Great idea. I'll bet they work well, they sure look nice!


----------



## Jason

Looks good! I have a med BGE that I'm gonna make a fire pit/smores cooker outta evemtually....No guts inside it....


----------



## Paymaster

Good Job!!!!!!!!!!!!!!!!!!:thumbup:


----------



## bobinbusan

They look good, what will you sell them for? :thumbup: which one is the fire pit?


----------



## smooth move

bobinbusan said:


> They look good, what will you sell them for? :thumbup: which one is the fire pit?
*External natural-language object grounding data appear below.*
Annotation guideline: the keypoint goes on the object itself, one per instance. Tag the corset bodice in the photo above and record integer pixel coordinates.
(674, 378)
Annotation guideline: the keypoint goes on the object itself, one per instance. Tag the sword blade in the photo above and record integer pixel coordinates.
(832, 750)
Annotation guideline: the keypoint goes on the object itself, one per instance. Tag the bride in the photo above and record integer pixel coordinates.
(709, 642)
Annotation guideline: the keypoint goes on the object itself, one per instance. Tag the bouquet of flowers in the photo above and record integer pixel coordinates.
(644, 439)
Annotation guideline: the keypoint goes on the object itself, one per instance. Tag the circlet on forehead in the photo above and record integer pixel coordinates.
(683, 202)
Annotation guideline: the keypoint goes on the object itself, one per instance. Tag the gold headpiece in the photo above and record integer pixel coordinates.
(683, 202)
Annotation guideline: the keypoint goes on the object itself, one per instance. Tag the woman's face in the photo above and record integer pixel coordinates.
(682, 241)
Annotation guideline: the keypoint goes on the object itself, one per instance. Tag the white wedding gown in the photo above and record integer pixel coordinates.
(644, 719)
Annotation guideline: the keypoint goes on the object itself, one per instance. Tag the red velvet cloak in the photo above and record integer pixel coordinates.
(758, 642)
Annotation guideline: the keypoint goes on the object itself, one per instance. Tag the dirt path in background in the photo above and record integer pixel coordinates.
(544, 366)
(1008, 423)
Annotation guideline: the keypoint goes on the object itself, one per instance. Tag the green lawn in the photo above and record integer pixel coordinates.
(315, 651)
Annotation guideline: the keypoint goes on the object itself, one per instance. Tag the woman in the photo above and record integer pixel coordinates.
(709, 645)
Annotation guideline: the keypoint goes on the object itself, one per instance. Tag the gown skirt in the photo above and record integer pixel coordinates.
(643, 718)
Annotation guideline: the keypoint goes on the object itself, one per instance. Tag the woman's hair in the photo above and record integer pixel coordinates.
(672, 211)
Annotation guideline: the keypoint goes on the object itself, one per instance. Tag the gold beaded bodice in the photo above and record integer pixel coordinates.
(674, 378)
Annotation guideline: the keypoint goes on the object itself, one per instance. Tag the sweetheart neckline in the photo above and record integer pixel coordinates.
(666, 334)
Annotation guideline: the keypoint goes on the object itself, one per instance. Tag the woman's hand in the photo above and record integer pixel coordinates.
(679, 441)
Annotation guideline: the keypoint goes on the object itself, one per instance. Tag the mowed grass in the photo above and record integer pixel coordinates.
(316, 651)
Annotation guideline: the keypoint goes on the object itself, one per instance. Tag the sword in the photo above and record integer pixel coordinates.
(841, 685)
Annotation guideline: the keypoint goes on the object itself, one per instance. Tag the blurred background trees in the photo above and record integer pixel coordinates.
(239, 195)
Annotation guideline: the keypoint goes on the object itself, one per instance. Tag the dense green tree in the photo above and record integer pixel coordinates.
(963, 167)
they're really the same. the "grill" has a davit, to hang a pot from, and the grill has handles for removing. the "fire pit" has the bottom lip of the rim rewelded on top to make it taller.


----------



## smooth move

saw this on FB. think i'll do one.


----------



## johnsonbeachbum

Yours look good.
I like the two car rim one too. The top would be excellent to set a big pot of whatever onto.
You should google "jet stove" via google images.
The two rim unit could easily be made into one.


----------



## Fishing Dad

hey, thats where my wheels went. ...


----------



## smooth move

Fishing Dad said:


> hey, thats where my wheels went. ...


Lol!!!!!


----------



## HisName

good stuff :thumbsup:

in the day I used a sideways overturned grocery cart when they were metal and it made a fine grill plus contained the fire :yes:


----------



## speckledcroaker

Wirelessly posted

fixin to make a bunch of them out of car rims with doors on them


----------



## Mac1528

Give us step by step pics so we can see the process. Thanks!


----------